Maybe it was because he had no right to sound so pathetic; maybe it was because the self-pity in his voice sounded too much like my own. But I couldn’t take it anymore.

“People are dead!” I shouted. “Not skinners, not machines, people. Do you get that? Dead and never coming back. And we’re supposed to feel sorry for you?”

“I told you, I didn’t—”

“Right, you didn’t do anything,” I spit out. “Savona did it. The Brotherhood did it. But who made the Brotherhood? What would it have been without your face and your story? Congratulations, you made all this possible.”

“Lia, that’s not fair,” Ani said.

“You want to talk about fair? How about the fact that Riley’s dead and you’re standing here with him like he’s your best friend. None of this is your fault, right?” I said, turning back to Auden. “It’s Savona’s fault for shoving you into the spotlight. It’s Savona’s fault for somehow making you shoot all those vids and throw all those rallies about how evil the skinners were, how we were monsters, we were threats, how I tried to kill you.

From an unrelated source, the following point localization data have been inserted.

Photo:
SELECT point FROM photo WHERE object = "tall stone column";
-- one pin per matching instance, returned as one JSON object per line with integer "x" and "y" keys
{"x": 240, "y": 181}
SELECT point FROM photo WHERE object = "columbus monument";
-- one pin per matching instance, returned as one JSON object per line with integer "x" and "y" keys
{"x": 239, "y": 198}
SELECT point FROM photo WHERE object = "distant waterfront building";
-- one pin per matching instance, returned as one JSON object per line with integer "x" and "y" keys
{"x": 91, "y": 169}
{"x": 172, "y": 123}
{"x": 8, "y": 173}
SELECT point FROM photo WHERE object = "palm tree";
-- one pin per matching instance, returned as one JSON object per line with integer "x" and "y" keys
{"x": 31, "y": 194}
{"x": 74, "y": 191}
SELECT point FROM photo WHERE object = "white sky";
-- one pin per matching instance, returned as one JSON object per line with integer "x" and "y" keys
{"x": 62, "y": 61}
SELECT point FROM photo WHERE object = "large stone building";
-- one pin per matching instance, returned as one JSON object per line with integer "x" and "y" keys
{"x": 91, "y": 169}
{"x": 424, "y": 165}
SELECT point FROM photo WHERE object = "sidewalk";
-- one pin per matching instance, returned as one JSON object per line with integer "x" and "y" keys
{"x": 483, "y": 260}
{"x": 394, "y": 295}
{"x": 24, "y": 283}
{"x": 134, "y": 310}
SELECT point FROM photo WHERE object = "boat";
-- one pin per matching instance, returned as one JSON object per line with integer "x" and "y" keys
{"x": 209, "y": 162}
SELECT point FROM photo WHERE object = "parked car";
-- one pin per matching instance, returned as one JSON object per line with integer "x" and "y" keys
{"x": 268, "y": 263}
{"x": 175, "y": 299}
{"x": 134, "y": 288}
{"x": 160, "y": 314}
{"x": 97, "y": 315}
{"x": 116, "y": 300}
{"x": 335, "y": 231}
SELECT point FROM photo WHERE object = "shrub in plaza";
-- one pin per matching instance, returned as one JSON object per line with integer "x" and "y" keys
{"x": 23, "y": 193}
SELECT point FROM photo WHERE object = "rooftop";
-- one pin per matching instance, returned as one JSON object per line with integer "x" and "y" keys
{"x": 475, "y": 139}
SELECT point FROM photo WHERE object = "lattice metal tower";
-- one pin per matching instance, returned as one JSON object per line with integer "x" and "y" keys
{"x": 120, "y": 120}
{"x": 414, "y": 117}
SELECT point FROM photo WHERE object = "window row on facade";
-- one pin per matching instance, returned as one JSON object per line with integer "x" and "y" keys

It’s Savona’s fault that when he disappeared, you chose to take over the Brotherhood instead of disbanding it. I guess you accidentally kept preaching all that crap. A kinder, gentler way of hating people. Brilliant. And it must have been a total accident the way you got hundreds of people to feel sorry for you, and to cheer for you when you told them we needed to die. Oops, right?”

“Lia, keep it together,” Jude said. “We should listen—”

“Don’t you dare defend him. All this time he’s been the ultimate evil, and now you decide he’s on our side? What, you think we should help him? Now you think we should feel sorry for him?”

“I think we should listen to him.”

“I think we should let the secops catch up with him and blame him for whatever they want. Let him suffer.”

I didn’t know if I meant it or not. But it was hard to feel sorry, especially with Auden staring at me with those watery, puppy-dog eyes like I’d kicked him in the stomach, like after everything that had happened we were suddenly back where we’d started and I was supposed to be his friend, afraid to hurt his feelings. Like it hadn’t hurt mine when he’d told the whole world what I’d done to him, making them believe—making me believe—that I’d wanted to destroy him. He hadn’t hesitated, because my feelings weren’t relevant—they weren’t real. A machine programmed to act human couldn’t feel anything. So what made him think I would feel guilt now, or sympathy? What made him believe I could feel anything?